Here's the question you clicked on:
Cera12
Hi, in session 2 clip 2 ('harder problem'), I still don't get why you can just swap xo for yo and x for y so that y=2yo just like x=2xo. I know it has something to do with 1/x being symmetric around the diagonal (since y=1/x and x=1/y are equivalent), but I don't understand why this implies that every x (xo) and y (yo) can be exchanged in the equation for the tangent line. Can someone clarify this for me? Thanks!

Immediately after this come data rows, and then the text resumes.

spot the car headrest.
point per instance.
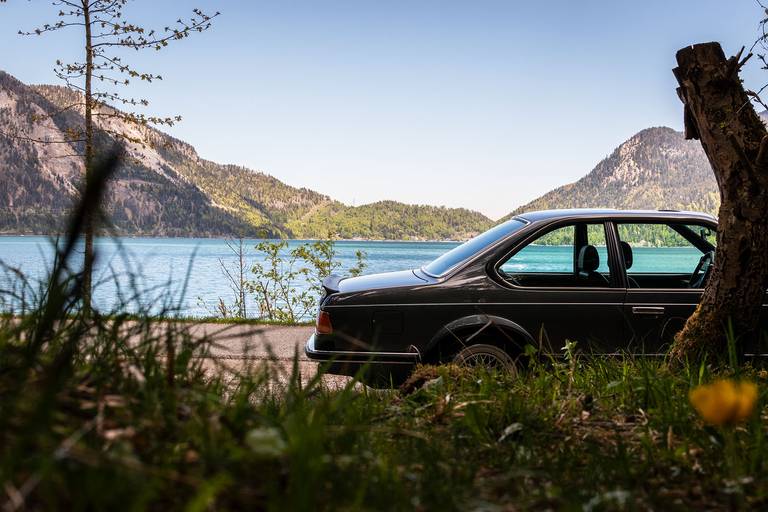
(589, 259)
(626, 251)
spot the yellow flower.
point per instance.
(724, 401)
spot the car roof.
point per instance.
(607, 213)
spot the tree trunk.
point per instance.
(719, 113)
(89, 157)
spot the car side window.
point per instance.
(574, 255)
(666, 255)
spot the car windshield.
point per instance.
(449, 260)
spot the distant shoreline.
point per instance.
(169, 237)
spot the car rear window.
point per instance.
(455, 256)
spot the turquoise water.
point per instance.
(185, 273)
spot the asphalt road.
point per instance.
(238, 346)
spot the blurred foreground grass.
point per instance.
(109, 416)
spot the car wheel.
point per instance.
(487, 356)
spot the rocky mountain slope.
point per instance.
(165, 188)
(655, 169)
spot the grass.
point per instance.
(127, 417)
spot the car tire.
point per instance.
(485, 355)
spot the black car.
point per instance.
(609, 280)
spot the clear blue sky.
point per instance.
(479, 104)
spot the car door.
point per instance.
(659, 259)
(556, 298)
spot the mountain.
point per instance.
(164, 188)
(655, 169)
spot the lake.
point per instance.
(187, 271)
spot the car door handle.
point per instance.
(648, 310)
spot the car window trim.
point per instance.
(543, 230)
(469, 260)
(668, 222)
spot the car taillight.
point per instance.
(323, 325)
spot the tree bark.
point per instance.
(719, 113)
(89, 158)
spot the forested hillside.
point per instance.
(165, 188)
(655, 169)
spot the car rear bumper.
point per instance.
(348, 356)
(377, 369)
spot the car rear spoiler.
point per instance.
(331, 283)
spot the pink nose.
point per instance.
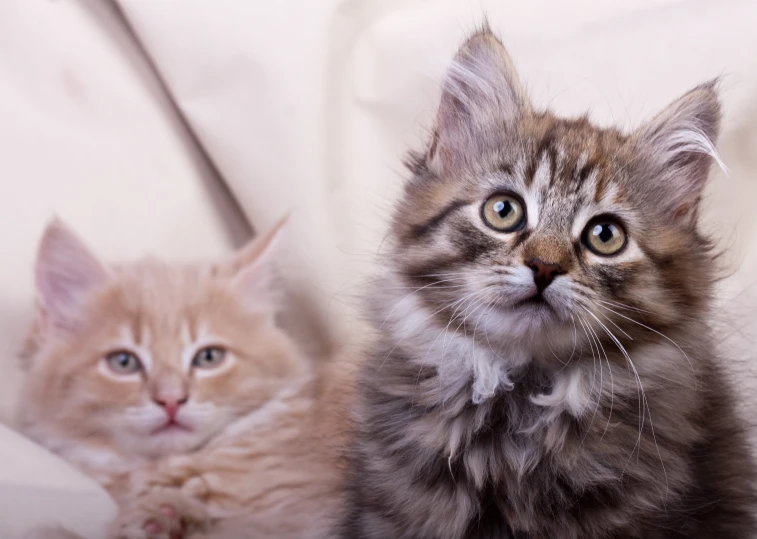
(171, 406)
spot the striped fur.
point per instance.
(603, 413)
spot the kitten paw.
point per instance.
(166, 514)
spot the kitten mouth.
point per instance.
(171, 426)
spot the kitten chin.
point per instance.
(548, 371)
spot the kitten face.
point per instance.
(529, 230)
(152, 358)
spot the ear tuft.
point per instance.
(66, 274)
(253, 270)
(481, 93)
(677, 148)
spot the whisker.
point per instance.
(654, 331)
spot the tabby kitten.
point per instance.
(173, 386)
(551, 374)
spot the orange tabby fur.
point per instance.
(262, 457)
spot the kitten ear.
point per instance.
(678, 147)
(480, 94)
(254, 270)
(66, 273)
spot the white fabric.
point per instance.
(311, 105)
(37, 487)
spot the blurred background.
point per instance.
(178, 127)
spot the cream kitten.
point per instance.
(173, 386)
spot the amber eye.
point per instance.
(209, 358)
(123, 362)
(604, 236)
(504, 213)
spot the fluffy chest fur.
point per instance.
(535, 457)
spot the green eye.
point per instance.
(209, 358)
(604, 236)
(123, 362)
(504, 213)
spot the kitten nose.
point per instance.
(171, 406)
(544, 272)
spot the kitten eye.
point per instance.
(123, 362)
(604, 236)
(503, 213)
(209, 358)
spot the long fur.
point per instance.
(602, 412)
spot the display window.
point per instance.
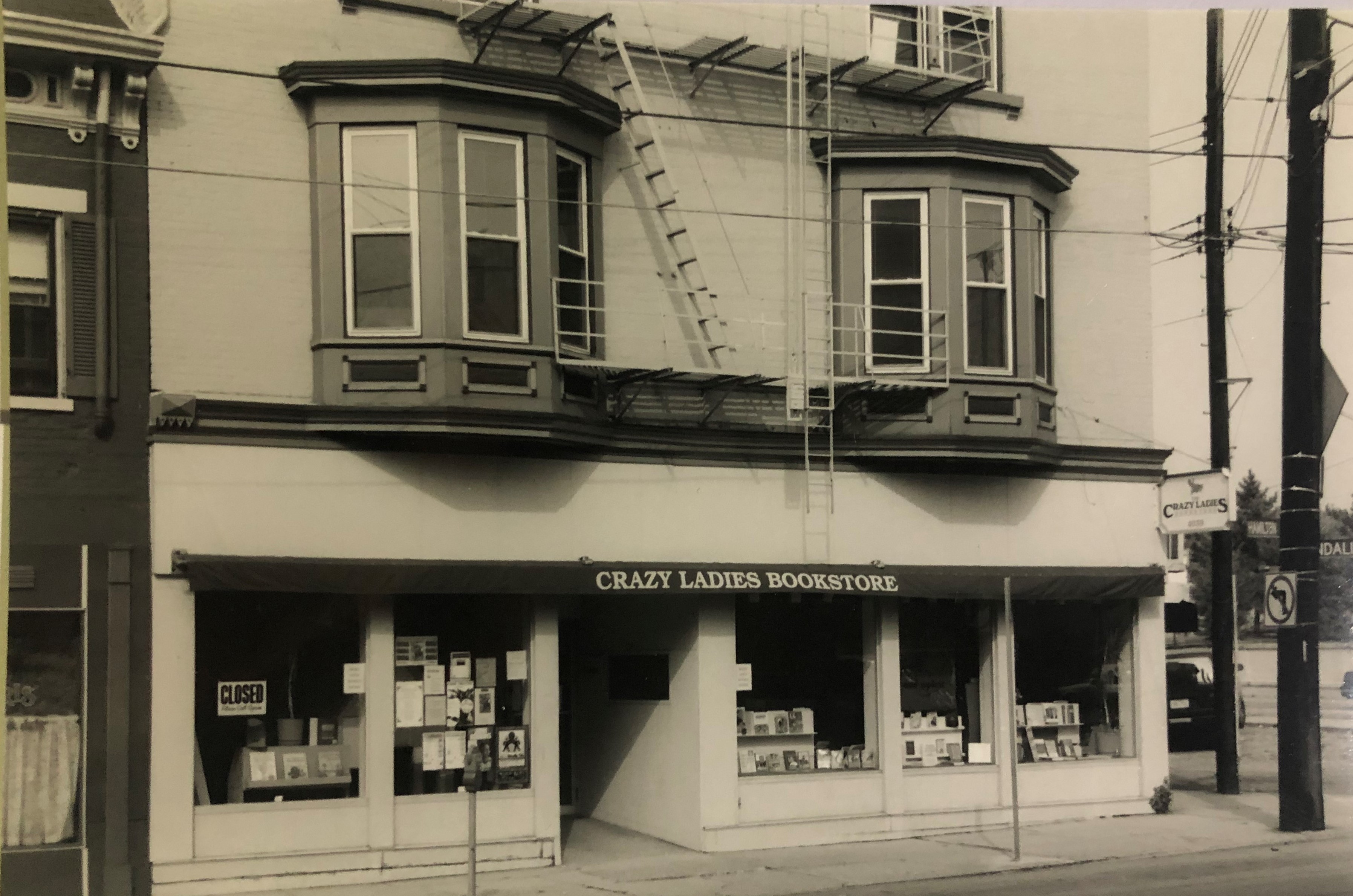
(460, 685)
(1073, 676)
(44, 748)
(274, 717)
(807, 695)
(945, 651)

The best I can say is the the curve xy=1 is symmetric with respect to the x and y axes. If we swap the axes, we get the same picture. However, I would take his observation more as a guideline (be on the look-out for symmetry), and solve the problem using algebra. i.e. unless I am completely sure, I verify the answer using algebra.
Thanks for your answer!
To put it another way, we look at an equation, such as the one we saw in that clip, \[Y = \frac{ 1 }{ X }\] and we test it for symmetry by simply trading all the values of X and Y. In this example, we simply swap the two letters, X and Y \[X = \frac{ 1 }{ Y }\] Here is where I get slightly confused in how to explain it. I can see it but can't think of the words. The two equations look identical to each other, even after we traded them. When X changed in the first equation, Y was its inverse, and when X changed, Y was its inverse. So since they are the same, we have symmetry. REREAD the "Accompanying" PDF files and I bet you'll get it. (I print mine for review). Hope this helped expand on the prior person's great answer. John (only up to Session 2 so far, but I still remember my college calculus back when I had a slide rule, before calculators came out)
I might add that I don't remember his saying anything about swapping \[X _{0}\] and \[Y _{0}\] I think we only do this trading of X and Y in our original equation, the one that only has X and Y, or X and f(x). Sorry I forgot to mention that above.